Why is it that you can’t see any way around Vitamin D supplementation? You live in sunny California, right?
I live in foggy San Francisco at a high latitude. Even with my best attempts at sunning in the brief breaks in the clouds, I still tested at way below healthy levels.
If you live very far north or south (+/- 40 degrees), even when the sun shines the light isn’t direct enough to get you most of the vitamin D production you need.
Ah yes, forgot about the fog thing. That does make things difficult.

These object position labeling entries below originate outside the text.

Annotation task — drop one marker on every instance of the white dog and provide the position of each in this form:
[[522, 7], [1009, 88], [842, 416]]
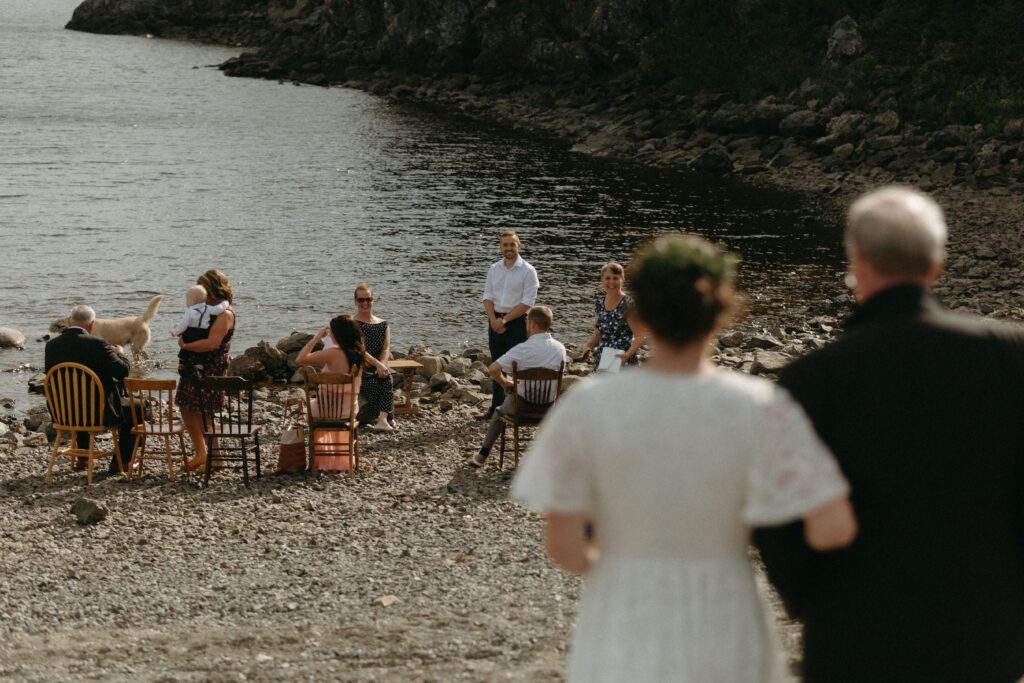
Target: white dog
[[122, 331]]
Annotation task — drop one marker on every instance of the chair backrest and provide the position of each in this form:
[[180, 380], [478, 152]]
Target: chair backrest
[[335, 395], [74, 395], [232, 414], [538, 385], [152, 402]]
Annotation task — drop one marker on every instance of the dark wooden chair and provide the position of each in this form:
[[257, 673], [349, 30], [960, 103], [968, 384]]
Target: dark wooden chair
[[541, 386], [227, 425], [152, 406], [76, 399], [333, 431]]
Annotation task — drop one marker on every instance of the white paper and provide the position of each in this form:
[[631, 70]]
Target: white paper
[[609, 360]]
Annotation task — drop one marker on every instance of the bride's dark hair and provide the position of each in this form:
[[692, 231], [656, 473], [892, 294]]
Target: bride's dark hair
[[348, 334], [682, 287]]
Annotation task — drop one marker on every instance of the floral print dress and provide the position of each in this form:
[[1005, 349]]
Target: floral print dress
[[614, 331]]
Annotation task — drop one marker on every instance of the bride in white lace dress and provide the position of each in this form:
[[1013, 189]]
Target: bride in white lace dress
[[671, 466]]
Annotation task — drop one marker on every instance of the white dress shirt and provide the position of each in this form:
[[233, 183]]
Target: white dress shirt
[[507, 288], [540, 350], [198, 315]]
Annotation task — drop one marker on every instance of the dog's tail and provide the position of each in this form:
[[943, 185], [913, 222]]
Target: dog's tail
[[152, 308]]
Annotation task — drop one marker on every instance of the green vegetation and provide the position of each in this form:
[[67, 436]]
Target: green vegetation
[[939, 61]]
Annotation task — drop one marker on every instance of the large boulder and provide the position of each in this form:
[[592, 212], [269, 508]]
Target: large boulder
[[459, 367], [247, 367], [36, 383], [440, 381], [768, 363], [845, 40], [273, 359], [715, 159], [88, 511], [802, 122], [847, 127], [11, 338], [431, 365], [295, 342]]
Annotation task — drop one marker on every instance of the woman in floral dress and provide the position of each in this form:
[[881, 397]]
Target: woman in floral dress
[[611, 327], [378, 389]]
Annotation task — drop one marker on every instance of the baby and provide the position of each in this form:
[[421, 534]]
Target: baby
[[195, 325]]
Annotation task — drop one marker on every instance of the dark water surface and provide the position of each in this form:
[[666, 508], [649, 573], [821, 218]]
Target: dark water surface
[[128, 167]]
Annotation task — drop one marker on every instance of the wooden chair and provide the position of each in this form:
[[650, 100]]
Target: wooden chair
[[229, 420], [152, 404], [77, 402], [334, 417], [541, 386]]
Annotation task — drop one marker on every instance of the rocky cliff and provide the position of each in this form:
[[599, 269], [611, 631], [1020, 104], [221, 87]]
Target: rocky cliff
[[322, 41], [609, 77]]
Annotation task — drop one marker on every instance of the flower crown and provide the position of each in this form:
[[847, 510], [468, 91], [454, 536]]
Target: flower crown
[[689, 254]]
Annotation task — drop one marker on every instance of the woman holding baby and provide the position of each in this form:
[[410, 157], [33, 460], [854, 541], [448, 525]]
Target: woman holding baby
[[211, 353]]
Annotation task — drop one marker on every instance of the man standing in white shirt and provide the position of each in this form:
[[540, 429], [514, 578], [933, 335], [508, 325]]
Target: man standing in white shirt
[[540, 350], [508, 294]]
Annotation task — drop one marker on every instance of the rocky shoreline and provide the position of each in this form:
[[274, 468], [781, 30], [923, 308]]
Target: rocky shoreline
[[419, 568], [579, 74]]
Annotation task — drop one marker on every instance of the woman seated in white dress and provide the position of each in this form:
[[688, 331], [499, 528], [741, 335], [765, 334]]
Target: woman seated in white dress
[[651, 480], [345, 354]]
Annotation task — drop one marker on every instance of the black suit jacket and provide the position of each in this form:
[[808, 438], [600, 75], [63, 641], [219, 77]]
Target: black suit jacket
[[75, 345], [925, 413]]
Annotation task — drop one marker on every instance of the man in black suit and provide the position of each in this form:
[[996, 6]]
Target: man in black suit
[[925, 412], [76, 344]]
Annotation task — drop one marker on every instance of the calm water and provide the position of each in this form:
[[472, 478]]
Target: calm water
[[128, 167]]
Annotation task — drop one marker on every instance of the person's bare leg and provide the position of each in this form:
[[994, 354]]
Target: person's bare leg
[[194, 425]]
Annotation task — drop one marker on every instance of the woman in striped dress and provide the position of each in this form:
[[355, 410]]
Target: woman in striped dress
[[378, 389]]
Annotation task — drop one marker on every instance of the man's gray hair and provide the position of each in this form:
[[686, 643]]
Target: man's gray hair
[[81, 314], [897, 230]]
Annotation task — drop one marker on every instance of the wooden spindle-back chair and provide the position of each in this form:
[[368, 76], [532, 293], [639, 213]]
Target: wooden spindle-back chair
[[540, 386], [229, 421], [77, 402], [334, 412], [152, 406]]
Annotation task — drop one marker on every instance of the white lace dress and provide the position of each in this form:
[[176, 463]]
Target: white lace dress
[[674, 470]]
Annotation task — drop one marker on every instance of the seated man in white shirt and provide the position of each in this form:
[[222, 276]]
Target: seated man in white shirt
[[509, 292], [540, 350]]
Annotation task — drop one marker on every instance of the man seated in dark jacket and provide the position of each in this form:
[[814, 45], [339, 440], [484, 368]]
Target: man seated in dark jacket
[[76, 344], [925, 412]]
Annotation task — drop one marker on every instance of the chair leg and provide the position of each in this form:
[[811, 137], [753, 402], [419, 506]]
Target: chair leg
[[184, 456], [353, 456], [501, 454], [209, 463], [311, 465], [245, 462], [53, 458], [91, 459], [170, 458], [515, 443], [117, 451], [138, 451], [259, 474]]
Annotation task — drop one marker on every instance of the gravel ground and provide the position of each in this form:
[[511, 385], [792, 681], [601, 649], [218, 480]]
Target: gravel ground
[[420, 568]]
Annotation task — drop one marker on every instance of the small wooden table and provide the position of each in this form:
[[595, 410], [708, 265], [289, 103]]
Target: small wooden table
[[408, 369]]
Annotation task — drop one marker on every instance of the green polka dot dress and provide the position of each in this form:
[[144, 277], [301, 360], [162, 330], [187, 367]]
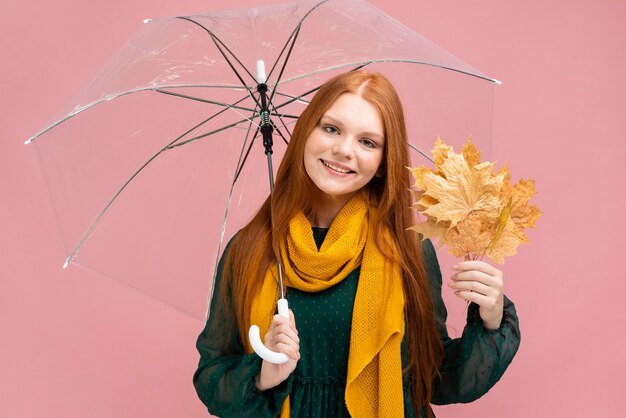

Here’s an interesting article about D and lattitude. Apparently in non-foggy areas you still ought to be able to get enough sun at higher lattitudes, although here in sunny New England 😉 some supplementation during the winter months are probably a good idea…
http://www.westonaprice.org/blogs/vitamin-d-problems-with-the-latitude-hypothesis.html
I was able to get my levels up to normal here in NE over the summer just through getting adequate sun.
RE: New adiposity scale
Very interesting. But we already have an easy measurement that requires no calculations – waist circumference. BMI has its drawbacks, but I’m skeptical that clinicians will ever use an anthropometric test that requires more measurements and more calculations (it’s hard enough getting them to calculate/discuss the ones we already have). Unfortunately the problems with BMI – the fact that there are large ethnic and inter-individual variations in disease risk for a given value – will probably be there for BAI as well (I could be wrong on this one, so I’m eager to see how it performs in larger studies).
I’m curious to see how the new BAI scale pans out, and I think it’s smart to keep working on better ways to use anthropometric measurements to calculate chronic disease risk, but I’m skeptical about its longterm impact on the way that we assess risk.
Either you need to get out and meet a wider variety of people, or I really need to try kale chips.
Haha, I know a good number of people 😉
Kale chips are tasty. Highly recommended.